Pour cela, il faut beaucoup prier et faire preuve de sacrifice de soi : avoir le mérite de prononcer des paroles lumineuses, que le monde entier courra écouter. Lorsqu'une personne a ce mérite, même les plus éloignés sont attirés par elle et font une techouva complète.
L'erreur de la frappe : l'immense pouvoir d'une langue douce
C'était l'allusion que Hachem a faite à Moché Rabbenou aux eaux de Meriba : "Prends le bâton et vous parlerez au rocher". Le bon ordre était d'abord "et vous parlerez au rocher" – faire hitbodedout et demander des paroles à Hachem, et seulement ensuite "Prends le bâton" – utiliser les paroles (le bâton) pour parler au peuple avec amabilité et les ramener à la techouva en vue de l'entrée en Terre d'Israël.
Mais Moché Rabbenou s'est trompé et a compris l'ordre à l'envers. Il a pris le bâton et a frappé le rocher. Frapper signifie dire un mot dur, réprimander l'autre par colère et nervosité. Lorsqu'une personne réprimande l'autre ou dit un mot dur, elle amène la destruction dans le monde. Avec la nervosité, on n'accomplit rien. Même s'il semble que l'autre a pris peur et a fait ce qu'on lui a dit, si les choses avaient été dites de manière agréable, cela aurait fonctionné bien mieux.
L'homme doit s'habituer à parler avec une langue douce, même quand c'est difficile pour lui et même quand on l'énerve. Il rentre à la maison fatigué, bouillant et irrité – en quoi sa femme, qui l'a attendu toute la nuit pour un bon mot, est-elle coupable ? S'il dit un mot dur, il a donné un coup.
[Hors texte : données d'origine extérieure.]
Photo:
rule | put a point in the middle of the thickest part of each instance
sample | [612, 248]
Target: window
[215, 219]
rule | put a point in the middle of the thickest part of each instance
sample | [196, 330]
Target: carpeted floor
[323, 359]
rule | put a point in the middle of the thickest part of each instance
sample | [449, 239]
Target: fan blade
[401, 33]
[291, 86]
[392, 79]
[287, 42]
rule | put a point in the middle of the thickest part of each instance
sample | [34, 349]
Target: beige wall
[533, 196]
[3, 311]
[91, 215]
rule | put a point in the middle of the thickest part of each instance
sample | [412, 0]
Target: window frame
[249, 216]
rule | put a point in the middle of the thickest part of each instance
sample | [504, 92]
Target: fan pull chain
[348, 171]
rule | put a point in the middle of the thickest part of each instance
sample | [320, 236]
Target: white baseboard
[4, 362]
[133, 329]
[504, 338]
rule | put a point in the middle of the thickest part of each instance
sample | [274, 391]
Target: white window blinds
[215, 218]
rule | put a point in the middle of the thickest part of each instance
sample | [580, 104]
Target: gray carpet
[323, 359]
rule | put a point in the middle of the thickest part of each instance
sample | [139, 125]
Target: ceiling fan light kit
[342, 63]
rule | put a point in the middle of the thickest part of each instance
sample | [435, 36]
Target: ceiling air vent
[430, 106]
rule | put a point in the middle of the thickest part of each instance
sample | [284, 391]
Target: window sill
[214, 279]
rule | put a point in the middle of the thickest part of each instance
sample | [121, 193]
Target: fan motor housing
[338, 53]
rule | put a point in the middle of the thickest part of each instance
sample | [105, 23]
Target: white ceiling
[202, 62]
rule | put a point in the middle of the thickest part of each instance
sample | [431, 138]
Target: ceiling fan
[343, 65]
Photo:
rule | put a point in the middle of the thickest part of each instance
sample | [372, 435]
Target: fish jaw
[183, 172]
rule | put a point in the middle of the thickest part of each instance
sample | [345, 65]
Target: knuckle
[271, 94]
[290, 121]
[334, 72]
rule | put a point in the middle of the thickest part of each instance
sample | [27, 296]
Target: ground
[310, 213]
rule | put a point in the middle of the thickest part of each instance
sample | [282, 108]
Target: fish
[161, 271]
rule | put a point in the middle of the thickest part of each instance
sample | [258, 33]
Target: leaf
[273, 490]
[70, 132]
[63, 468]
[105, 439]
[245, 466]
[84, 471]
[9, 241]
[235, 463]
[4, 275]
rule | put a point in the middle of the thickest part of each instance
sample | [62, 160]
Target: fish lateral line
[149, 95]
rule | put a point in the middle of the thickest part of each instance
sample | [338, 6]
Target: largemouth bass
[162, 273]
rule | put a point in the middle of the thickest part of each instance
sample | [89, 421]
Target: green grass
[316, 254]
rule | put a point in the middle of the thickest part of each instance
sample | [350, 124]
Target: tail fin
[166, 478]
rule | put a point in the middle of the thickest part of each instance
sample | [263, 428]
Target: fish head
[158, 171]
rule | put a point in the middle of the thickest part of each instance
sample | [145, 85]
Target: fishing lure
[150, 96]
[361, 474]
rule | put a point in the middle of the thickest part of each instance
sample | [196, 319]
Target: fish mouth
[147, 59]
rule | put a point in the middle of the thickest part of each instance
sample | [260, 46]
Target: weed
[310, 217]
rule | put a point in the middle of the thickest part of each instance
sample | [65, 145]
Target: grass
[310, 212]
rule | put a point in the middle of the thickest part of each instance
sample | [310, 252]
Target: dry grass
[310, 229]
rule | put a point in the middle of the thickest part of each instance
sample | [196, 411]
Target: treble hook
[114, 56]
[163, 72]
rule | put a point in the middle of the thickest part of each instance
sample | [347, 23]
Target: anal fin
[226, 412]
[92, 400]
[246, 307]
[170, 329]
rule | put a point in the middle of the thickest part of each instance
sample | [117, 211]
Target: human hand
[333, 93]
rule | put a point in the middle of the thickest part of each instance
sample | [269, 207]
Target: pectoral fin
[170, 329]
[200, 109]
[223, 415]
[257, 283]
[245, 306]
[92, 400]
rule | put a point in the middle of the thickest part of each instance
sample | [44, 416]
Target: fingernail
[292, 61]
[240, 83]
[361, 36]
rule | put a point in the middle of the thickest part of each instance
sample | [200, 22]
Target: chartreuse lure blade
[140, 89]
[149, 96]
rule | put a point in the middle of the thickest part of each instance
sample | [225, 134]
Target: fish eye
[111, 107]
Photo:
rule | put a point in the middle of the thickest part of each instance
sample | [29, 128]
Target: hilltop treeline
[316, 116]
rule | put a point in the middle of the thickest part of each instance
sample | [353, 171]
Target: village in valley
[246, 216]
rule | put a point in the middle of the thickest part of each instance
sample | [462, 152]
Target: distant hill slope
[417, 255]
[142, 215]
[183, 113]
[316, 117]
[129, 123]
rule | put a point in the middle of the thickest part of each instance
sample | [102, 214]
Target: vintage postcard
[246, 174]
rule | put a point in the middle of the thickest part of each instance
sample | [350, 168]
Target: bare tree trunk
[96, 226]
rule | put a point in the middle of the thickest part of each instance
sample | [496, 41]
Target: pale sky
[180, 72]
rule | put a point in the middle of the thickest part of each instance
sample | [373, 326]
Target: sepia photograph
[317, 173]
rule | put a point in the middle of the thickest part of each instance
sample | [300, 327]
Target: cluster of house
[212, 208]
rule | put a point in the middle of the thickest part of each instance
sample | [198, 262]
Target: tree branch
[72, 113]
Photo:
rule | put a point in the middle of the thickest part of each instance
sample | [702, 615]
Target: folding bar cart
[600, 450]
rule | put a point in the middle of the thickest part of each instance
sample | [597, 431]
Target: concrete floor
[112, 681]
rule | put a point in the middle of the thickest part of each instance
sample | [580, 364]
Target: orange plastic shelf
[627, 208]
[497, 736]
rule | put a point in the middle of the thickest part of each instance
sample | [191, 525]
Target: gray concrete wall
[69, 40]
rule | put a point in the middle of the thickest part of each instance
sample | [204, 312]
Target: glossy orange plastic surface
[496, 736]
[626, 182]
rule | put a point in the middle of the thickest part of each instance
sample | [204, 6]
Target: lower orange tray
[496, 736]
Une langue douce brise un os. L'homme ne sait pas qu'avec un mot doux, il conquiert le monde entier. Cela fonctionne exactement comme dans les arts martiaux (judo) : l'ennemi vient t'attaquer avec toute sa vigueur et son énergie pour t'engloutir, et tu lui réponds par un seul mot doux, dans le calme et l'amabilité. Il est déstabilisé, toute son énergie se retourne contre lui, et il se brise en éclats. Ainsi, par l'amabilité et la force de la patience, on gagne toutes les guerres et on rapproche le monde entier de notre Père qui est aux cieux.